BLUFFTON—St. Gregory the Great School recently became the first non-public school in South Carolina and the first Catholic school in the Diocese of Charleston to receive national certification for its STEM education program.
The school is also one of only 15 Catholic schools nationwide to be STEM-certified.
Principal Christopher Trott said they received certification from Cognia (formerly known as AdvancED), a non-profit international accrediting organization.
Trott said incorporating STEM (Science, Technology, Engineering and Math), across the curriculum has been a focus at St. Gregory the Great for the past five years, adding that they follow the STREAM model, which also incorporates religious education and the arts.
The school serves 183 students in pre-kindergarten through the sixth grade.
The goal of a STEM curriculum is not only to educate students in subjects they will need for future careers, but also to teach them how to adapt those skills in real life. The curriculum encourages creativity and problem-solving, Trott said.
“It’s all about focusing your school on creating an environment that prepares students for college and the careers they will be entering in the very near future,” Trott said. “We’re working on building the potential of 21st-century learners so they can be prepared to take on positions and jobs that might not even exist right now.”
To receive certification, educators at St.

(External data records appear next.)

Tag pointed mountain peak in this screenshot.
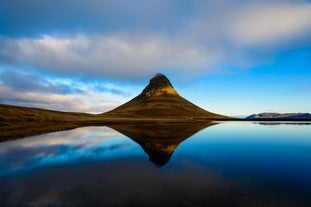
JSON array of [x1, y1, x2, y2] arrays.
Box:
[[154, 72, 166, 78], [148, 73, 173, 88], [139, 73, 178, 98], [103, 73, 229, 119]]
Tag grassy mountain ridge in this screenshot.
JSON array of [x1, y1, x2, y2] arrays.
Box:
[[103, 73, 228, 119], [0, 104, 95, 125]]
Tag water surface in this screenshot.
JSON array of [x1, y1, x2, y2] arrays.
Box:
[[0, 121, 310, 207]]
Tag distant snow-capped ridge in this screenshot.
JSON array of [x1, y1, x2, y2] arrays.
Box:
[[246, 113, 311, 119]]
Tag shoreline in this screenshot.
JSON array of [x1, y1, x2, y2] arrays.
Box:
[[1, 118, 310, 142]]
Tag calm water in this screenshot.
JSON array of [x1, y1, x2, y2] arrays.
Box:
[[0, 121, 311, 207]]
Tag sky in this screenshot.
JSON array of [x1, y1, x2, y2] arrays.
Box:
[[0, 0, 310, 117]]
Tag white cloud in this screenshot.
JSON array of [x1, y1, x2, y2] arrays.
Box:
[[0, 83, 120, 113], [0, 69, 135, 113], [0, 34, 224, 80], [227, 1, 311, 46], [0, 126, 121, 154]]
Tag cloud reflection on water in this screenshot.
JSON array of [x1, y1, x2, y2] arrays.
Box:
[[0, 127, 138, 175]]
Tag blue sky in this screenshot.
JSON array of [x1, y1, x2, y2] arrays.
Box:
[[0, 0, 310, 117]]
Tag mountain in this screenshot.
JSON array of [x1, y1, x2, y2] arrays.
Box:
[[246, 113, 311, 119], [109, 122, 216, 167], [103, 73, 228, 119]]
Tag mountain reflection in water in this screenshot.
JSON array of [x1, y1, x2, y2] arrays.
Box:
[[0, 121, 311, 207], [109, 122, 215, 167]]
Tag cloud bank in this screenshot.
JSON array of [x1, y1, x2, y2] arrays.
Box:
[[0, 70, 130, 112], [0, 34, 216, 80], [1, 0, 311, 81]]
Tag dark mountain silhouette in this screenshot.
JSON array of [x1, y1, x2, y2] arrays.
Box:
[[109, 122, 216, 167], [247, 113, 311, 119], [103, 73, 228, 119]]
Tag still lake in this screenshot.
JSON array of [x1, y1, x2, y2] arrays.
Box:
[[0, 121, 310, 207]]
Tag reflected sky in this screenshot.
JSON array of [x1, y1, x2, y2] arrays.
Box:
[[0, 122, 311, 206], [173, 122, 311, 185], [0, 126, 143, 175]]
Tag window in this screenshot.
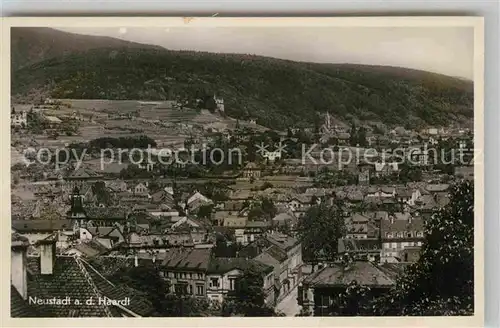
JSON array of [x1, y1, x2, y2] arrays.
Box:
[[174, 272, 178, 279], [210, 278, 220, 288], [196, 285, 204, 296], [198, 273, 203, 280], [175, 283, 188, 295], [416, 231, 423, 237], [189, 285, 193, 295], [229, 278, 236, 291], [406, 232, 412, 238]]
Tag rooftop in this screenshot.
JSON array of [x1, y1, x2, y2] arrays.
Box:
[[303, 261, 396, 288]]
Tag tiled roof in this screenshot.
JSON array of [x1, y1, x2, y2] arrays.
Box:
[[396, 187, 413, 198], [80, 259, 154, 317], [415, 194, 438, 210], [207, 257, 273, 275], [69, 240, 110, 258], [66, 167, 102, 179], [380, 214, 424, 236], [338, 238, 381, 253], [84, 207, 128, 220], [245, 220, 271, 228], [11, 285, 39, 317], [425, 184, 450, 192], [12, 219, 74, 233], [160, 248, 212, 271], [262, 245, 287, 263], [253, 251, 280, 268], [23, 255, 153, 317], [303, 261, 395, 287], [271, 212, 297, 224], [265, 232, 300, 251]]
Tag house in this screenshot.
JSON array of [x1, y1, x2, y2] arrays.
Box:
[[380, 213, 424, 263], [159, 248, 212, 297], [65, 167, 103, 185], [243, 220, 271, 245], [67, 187, 129, 228], [43, 115, 63, 127], [365, 186, 396, 198], [241, 162, 261, 180], [344, 213, 378, 239], [271, 212, 297, 231], [11, 109, 28, 127], [64, 239, 110, 258], [223, 215, 248, 229], [132, 182, 149, 196], [399, 245, 422, 263], [206, 257, 275, 305], [78, 225, 126, 247], [10, 234, 154, 317], [395, 187, 421, 206], [299, 260, 397, 316], [374, 162, 399, 177], [262, 150, 282, 162], [425, 183, 450, 195], [454, 166, 474, 181], [11, 219, 75, 250], [105, 180, 128, 193], [337, 238, 381, 262], [244, 232, 303, 301], [214, 95, 225, 113]]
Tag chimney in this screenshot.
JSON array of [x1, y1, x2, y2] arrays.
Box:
[[39, 237, 57, 275], [11, 236, 29, 300]]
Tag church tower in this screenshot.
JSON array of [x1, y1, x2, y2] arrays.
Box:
[[67, 186, 87, 228]]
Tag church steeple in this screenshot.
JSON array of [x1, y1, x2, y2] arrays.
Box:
[[67, 186, 86, 219]]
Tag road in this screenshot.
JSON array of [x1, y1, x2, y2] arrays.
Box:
[[275, 284, 301, 316]]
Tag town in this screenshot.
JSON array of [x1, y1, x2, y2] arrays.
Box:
[[10, 95, 474, 317]]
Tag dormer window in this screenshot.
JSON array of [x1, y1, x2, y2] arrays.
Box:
[[416, 231, 423, 238]]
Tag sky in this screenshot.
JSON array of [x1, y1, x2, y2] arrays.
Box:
[[57, 26, 474, 80]]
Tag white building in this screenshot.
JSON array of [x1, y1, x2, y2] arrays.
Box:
[[11, 110, 28, 127]]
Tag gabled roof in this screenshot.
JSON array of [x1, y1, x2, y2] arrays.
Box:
[[66, 167, 102, 179], [84, 207, 128, 220], [265, 232, 300, 251], [12, 219, 74, 233], [303, 261, 395, 288], [20, 255, 153, 317], [207, 257, 273, 275], [11, 285, 39, 317], [425, 184, 450, 192], [380, 214, 424, 235], [160, 248, 212, 271]]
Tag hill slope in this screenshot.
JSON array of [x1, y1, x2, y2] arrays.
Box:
[[11, 27, 162, 70], [11, 29, 473, 130]]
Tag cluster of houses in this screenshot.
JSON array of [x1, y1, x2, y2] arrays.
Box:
[[10, 103, 474, 317]]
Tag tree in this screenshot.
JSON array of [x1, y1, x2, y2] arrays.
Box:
[[297, 201, 347, 267], [197, 204, 214, 219], [110, 265, 167, 315], [92, 181, 113, 206], [372, 181, 474, 315], [328, 279, 373, 316], [223, 267, 275, 317]]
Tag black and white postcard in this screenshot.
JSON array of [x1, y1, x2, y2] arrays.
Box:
[[2, 17, 484, 327]]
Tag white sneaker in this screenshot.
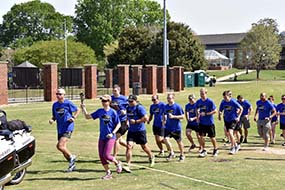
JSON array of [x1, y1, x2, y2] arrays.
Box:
[[199, 150, 207, 158], [69, 155, 76, 167], [262, 146, 269, 151], [235, 144, 241, 153], [229, 147, 235, 155]]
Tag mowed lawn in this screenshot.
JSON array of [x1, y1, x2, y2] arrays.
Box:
[[3, 80, 285, 190]]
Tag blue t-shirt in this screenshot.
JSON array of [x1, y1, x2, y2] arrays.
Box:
[[164, 103, 184, 132], [270, 103, 278, 122], [185, 103, 198, 126], [52, 99, 78, 134], [238, 99, 251, 116], [196, 98, 216, 126], [127, 104, 147, 132], [112, 95, 128, 122], [256, 100, 275, 120], [149, 102, 165, 128], [91, 108, 120, 140], [219, 99, 242, 122], [277, 103, 285, 124]]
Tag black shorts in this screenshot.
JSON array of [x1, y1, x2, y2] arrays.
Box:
[[58, 131, 72, 141], [186, 123, 199, 132], [280, 123, 285, 130], [224, 120, 239, 131], [164, 129, 182, 141], [199, 124, 216, 138], [127, 131, 147, 145], [116, 121, 128, 136], [152, 126, 165, 137]]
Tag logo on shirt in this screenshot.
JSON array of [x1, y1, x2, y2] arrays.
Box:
[[258, 105, 265, 111], [225, 105, 232, 111], [101, 114, 111, 124], [56, 108, 65, 117], [166, 109, 173, 114], [127, 110, 135, 118], [153, 107, 160, 114], [199, 105, 207, 112]]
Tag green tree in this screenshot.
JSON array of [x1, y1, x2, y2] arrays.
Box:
[[13, 40, 96, 68], [74, 0, 167, 58], [107, 25, 158, 67], [146, 22, 207, 71], [0, 0, 72, 48], [240, 18, 282, 79]]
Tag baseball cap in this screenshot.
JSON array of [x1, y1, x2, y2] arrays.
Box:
[[188, 94, 196, 99], [128, 94, 137, 101], [100, 94, 111, 101]]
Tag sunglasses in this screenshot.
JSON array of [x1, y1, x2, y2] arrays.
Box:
[[56, 93, 63, 96], [128, 100, 134, 103], [282, 98, 285, 100], [101, 100, 109, 103], [152, 99, 156, 101]]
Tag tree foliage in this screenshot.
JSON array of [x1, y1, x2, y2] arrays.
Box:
[[108, 22, 207, 71], [74, 0, 167, 58], [240, 18, 282, 79], [13, 40, 96, 68], [107, 26, 158, 67], [0, 0, 72, 48]]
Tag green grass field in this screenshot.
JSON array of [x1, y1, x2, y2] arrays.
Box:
[[3, 80, 285, 190]]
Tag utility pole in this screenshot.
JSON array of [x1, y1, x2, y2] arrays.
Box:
[[64, 19, 68, 68], [163, 0, 168, 88]]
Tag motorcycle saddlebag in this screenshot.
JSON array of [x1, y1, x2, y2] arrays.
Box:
[[0, 150, 16, 178], [17, 139, 35, 164]]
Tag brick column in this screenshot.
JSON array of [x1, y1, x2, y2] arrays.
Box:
[[173, 66, 183, 92], [157, 66, 167, 93], [145, 65, 157, 94], [104, 69, 113, 88], [43, 63, 58, 102], [168, 67, 175, 90], [84, 64, 97, 99], [117, 65, 129, 96], [0, 61, 8, 105]]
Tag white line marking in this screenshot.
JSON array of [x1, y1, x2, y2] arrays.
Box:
[[131, 164, 236, 190]]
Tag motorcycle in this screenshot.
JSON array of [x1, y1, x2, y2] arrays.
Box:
[[0, 110, 35, 189]]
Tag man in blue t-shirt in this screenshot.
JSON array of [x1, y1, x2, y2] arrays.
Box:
[[124, 94, 154, 172], [254, 92, 276, 151], [276, 94, 285, 146], [237, 95, 252, 143], [196, 88, 218, 157], [49, 88, 80, 172], [147, 95, 166, 156], [111, 84, 128, 157], [164, 93, 185, 162], [185, 94, 200, 152], [219, 91, 243, 155]]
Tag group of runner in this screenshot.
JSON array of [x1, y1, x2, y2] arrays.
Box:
[[48, 86, 285, 180]]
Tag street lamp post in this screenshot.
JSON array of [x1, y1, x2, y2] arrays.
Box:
[[246, 55, 249, 74], [163, 0, 168, 90], [64, 19, 68, 68]]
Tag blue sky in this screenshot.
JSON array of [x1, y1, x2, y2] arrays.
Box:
[[1, 0, 285, 34]]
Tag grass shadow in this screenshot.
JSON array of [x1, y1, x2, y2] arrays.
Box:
[[245, 157, 285, 161]]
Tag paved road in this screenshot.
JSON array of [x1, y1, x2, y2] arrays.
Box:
[[216, 70, 255, 82]]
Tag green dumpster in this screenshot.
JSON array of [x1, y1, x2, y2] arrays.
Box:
[[184, 72, 195, 88], [194, 70, 205, 87]]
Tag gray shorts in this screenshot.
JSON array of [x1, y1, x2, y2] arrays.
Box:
[[257, 120, 271, 139], [238, 115, 250, 129]]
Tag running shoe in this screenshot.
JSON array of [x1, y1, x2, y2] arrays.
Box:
[[122, 165, 132, 173], [262, 146, 269, 151], [116, 161, 122, 173], [166, 152, 175, 161], [212, 149, 219, 157], [158, 150, 165, 156], [282, 142, 285, 146], [149, 155, 155, 167], [199, 150, 207, 158], [178, 155, 185, 162], [235, 144, 241, 153], [69, 155, 76, 167], [229, 147, 235, 155], [66, 164, 76, 172], [101, 172, 112, 180], [243, 138, 248, 143]]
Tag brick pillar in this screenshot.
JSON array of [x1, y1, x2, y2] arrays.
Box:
[[157, 66, 167, 93], [132, 65, 142, 83], [145, 65, 157, 94], [0, 62, 8, 105], [104, 69, 113, 88], [168, 67, 175, 90], [173, 66, 183, 92], [43, 63, 58, 102], [117, 65, 129, 96], [181, 67, 185, 90], [84, 64, 97, 99]]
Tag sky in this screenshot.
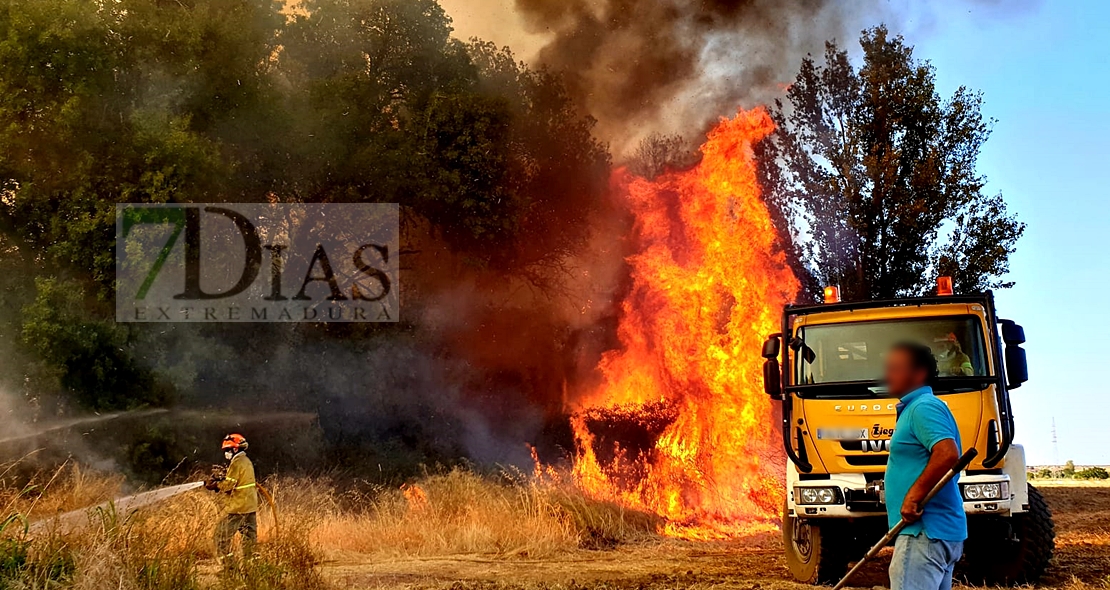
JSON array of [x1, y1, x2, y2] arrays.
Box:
[[440, 0, 1106, 465], [901, 0, 1110, 465]]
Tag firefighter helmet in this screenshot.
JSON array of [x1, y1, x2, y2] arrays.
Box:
[[221, 433, 248, 454]]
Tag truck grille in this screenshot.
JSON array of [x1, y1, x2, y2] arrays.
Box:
[[845, 455, 888, 466]]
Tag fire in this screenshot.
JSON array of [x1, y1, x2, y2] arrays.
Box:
[[402, 483, 429, 511], [571, 108, 798, 538]]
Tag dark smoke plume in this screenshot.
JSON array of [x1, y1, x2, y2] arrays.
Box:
[[513, 0, 879, 154]]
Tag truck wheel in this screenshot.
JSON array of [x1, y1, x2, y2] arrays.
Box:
[[964, 484, 1055, 585], [783, 506, 849, 584]]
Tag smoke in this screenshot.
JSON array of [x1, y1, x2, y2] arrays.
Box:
[[508, 0, 868, 154], [444, 0, 1035, 156]]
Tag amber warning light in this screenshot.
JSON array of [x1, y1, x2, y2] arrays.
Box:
[[937, 276, 954, 296], [823, 285, 840, 304]]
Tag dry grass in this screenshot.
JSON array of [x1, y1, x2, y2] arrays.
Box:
[[0, 464, 659, 589], [0, 461, 124, 520], [313, 468, 657, 559], [1029, 479, 1110, 487], [7, 464, 1104, 590], [0, 466, 332, 590]]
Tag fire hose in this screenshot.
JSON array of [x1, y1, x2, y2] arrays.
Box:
[[257, 483, 278, 534], [830, 448, 978, 590]]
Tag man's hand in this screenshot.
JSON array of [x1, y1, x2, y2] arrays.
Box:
[[205, 464, 227, 491], [902, 438, 960, 524], [900, 495, 924, 524]]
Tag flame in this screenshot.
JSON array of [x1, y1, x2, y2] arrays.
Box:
[[571, 107, 798, 538], [402, 484, 429, 511]]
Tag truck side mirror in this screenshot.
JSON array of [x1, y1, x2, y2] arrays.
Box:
[[1005, 345, 1028, 389], [762, 334, 781, 359], [999, 320, 1028, 389], [1000, 320, 1026, 345], [763, 359, 782, 398]]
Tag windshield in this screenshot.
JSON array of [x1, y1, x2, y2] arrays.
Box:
[[793, 315, 990, 386]]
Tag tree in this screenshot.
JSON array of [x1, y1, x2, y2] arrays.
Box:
[[1076, 466, 1110, 480], [0, 0, 611, 411], [759, 26, 1025, 302], [629, 133, 698, 179], [21, 278, 168, 410], [280, 4, 610, 281]]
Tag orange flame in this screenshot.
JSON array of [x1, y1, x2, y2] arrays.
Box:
[[571, 107, 798, 538], [402, 484, 429, 511]]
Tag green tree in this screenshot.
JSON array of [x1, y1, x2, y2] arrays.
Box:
[[0, 0, 273, 292], [0, 0, 611, 411], [280, 3, 609, 281], [1076, 466, 1108, 480], [759, 26, 1025, 302], [21, 278, 167, 410], [465, 41, 610, 282]]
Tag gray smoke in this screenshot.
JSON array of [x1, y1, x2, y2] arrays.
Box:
[[512, 0, 881, 154]]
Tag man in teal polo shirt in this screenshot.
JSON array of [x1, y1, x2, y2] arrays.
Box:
[[884, 342, 966, 590]]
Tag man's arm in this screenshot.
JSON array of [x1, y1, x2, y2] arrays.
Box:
[[957, 353, 974, 376], [217, 460, 241, 493], [901, 437, 959, 523]]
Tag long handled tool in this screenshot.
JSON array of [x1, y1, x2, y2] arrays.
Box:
[[831, 448, 978, 590]]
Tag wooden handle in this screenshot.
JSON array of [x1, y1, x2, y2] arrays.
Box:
[[831, 447, 978, 590]]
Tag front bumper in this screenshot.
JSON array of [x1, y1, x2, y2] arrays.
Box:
[[787, 472, 1017, 518]]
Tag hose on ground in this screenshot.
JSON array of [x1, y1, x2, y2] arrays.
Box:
[[257, 483, 278, 534]]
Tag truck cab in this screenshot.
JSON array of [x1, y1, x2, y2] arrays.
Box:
[[762, 284, 1054, 585]]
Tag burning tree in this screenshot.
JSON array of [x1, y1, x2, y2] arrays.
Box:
[[573, 109, 797, 538]]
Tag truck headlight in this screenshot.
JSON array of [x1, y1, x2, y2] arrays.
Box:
[[961, 482, 1009, 501], [795, 486, 842, 505]]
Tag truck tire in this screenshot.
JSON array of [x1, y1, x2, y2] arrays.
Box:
[[964, 484, 1055, 585], [783, 506, 850, 584]]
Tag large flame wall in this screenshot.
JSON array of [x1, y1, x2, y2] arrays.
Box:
[[572, 108, 799, 538]]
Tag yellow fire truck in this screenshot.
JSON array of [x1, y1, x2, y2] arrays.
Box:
[[761, 281, 1054, 585]]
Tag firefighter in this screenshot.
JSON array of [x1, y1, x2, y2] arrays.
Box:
[[932, 333, 974, 377], [206, 433, 258, 566]]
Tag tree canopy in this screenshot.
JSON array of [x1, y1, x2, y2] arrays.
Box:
[[0, 0, 609, 409], [758, 25, 1024, 302]]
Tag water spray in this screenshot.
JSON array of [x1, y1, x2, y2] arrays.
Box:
[[0, 409, 169, 446]]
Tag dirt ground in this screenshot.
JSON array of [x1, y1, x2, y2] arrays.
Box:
[[321, 485, 1110, 590]]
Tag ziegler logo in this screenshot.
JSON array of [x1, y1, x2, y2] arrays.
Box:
[[871, 424, 895, 439]]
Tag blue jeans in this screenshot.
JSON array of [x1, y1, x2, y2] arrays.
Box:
[[889, 533, 964, 590]]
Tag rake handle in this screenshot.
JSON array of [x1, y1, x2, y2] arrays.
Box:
[[830, 447, 978, 590]]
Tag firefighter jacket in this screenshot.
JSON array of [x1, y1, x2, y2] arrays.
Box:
[[217, 452, 259, 514]]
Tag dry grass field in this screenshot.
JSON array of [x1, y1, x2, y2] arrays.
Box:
[[324, 483, 1110, 590], [2, 465, 1107, 590]]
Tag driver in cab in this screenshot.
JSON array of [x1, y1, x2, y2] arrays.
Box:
[[932, 333, 973, 377]]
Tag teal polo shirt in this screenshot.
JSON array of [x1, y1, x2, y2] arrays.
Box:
[[885, 386, 967, 541]]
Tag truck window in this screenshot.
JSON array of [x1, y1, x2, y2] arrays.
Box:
[[794, 315, 989, 385]]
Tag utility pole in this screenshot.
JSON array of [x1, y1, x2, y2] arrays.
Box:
[[1051, 417, 1060, 466]]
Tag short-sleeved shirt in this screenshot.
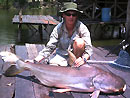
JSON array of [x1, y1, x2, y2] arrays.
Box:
[[39, 20, 93, 58]]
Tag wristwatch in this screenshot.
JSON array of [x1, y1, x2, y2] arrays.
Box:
[[33, 59, 38, 64]]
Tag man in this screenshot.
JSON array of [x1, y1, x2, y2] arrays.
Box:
[[27, 2, 93, 67]]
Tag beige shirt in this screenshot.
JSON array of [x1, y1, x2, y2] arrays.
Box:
[[39, 20, 93, 58]]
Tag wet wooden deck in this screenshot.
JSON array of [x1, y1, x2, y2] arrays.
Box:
[[12, 15, 59, 25], [12, 15, 59, 41], [0, 44, 130, 98]]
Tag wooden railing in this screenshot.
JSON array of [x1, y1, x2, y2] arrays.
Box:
[[77, 0, 127, 21]]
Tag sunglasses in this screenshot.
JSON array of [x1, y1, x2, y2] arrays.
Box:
[[65, 13, 77, 17]]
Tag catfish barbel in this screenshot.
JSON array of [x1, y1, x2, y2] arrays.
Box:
[[0, 51, 126, 98]]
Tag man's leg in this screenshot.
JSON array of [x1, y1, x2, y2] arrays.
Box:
[[49, 53, 68, 66], [73, 38, 85, 58]]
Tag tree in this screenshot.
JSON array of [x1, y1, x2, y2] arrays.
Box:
[[5, 0, 8, 9], [18, 0, 27, 8], [0, 0, 10, 9]]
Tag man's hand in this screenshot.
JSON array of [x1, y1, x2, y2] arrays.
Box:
[[74, 57, 85, 67], [34, 55, 44, 62], [25, 55, 44, 63], [74, 53, 90, 67]]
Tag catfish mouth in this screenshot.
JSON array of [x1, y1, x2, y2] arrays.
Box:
[[117, 84, 126, 93], [101, 84, 126, 95], [113, 84, 126, 94]]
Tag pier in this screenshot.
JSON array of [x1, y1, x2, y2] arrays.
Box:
[[0, 44, 130, 98], [12, 15, 60, 41]]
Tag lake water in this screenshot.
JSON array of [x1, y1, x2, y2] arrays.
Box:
[[0, 9, 17, 44]]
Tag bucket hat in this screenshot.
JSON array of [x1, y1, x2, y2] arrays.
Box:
[[59, 2, 83, 13]]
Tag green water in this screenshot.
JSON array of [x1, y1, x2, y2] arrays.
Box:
[[0, 9, 18, 44]]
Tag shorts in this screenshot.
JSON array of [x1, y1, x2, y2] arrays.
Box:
[[48, 53, 69, 66]]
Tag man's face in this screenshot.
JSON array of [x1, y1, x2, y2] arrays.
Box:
[[63, 11, 78, 25]]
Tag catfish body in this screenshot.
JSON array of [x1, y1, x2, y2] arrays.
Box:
[[15, 59, 126, 93], [0, 51, 126, 98]]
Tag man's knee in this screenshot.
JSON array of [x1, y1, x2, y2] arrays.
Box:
[[73, 38, 85, 48]]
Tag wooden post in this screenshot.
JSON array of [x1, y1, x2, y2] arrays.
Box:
[[114, 0, 117, 19], [19, 9, 22, 23], [17, 9, 23, 42], [38, 25, 43, 41], [18, 24, 22, 42], [126, 0, 130, 40], [92, 1, 96, 19]]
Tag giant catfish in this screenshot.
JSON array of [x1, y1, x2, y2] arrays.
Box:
[[0, 51, 126, 98]]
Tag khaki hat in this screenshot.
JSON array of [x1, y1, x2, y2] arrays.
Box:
[[59, 2, 83, 13]]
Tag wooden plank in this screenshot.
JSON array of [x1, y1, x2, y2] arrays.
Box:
[[92, 46, 130, 98], [15, 45, 35, 98], [12, 15, 59, 25], [46, 15, 59, 25], [26, 44, 39, 59], [35, 44, 45, 52], [72, 93, 108, 98], [0, 45, 8, 71], [53, 92, 74, 98], [25, 43, 75, 98], [72, 92, 90, 98], [72, 83, 108, 97], [0, 45, 15, 98], [25, 44, 51, 98], [47, 15, 60, 25]]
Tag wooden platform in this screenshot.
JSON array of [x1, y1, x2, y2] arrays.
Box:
[[0, 44, 130, 98], [12, 15, 59, 25], [12, 15, 60, 41]]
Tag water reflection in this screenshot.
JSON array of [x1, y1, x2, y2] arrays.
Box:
[[0, 9, 17, 44]]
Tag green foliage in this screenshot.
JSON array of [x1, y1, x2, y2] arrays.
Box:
[[0, 0, 28, 9], [0, 0, 2, 4], [0, 0, 14, 9], [0, 0, 6, 5], [15, 0, 27, 6], [0, 0, 55, 9]]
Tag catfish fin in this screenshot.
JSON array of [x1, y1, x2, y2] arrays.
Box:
[[67, 50, 76, 67], [53, 88, 71, 93], [3, 64, 24, 77], [90, 90, 100, 98]]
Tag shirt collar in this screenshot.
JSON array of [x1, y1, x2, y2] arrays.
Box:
[[61, 20, 80, 33]]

Gregory the Great had to show examples of how they apply the STREAM model around the school.
One of the most notable programs is the St. Gregory the Great Garden project, which involves students in every grade. Over the past year, students have explored science through growing loofah gourds, and employed business and math skills as they worked on a project to make and market loofah products.
The school has also introduced engineering classes for all students and a math lab in addition to regular math classes for fourth- through sixth-graders.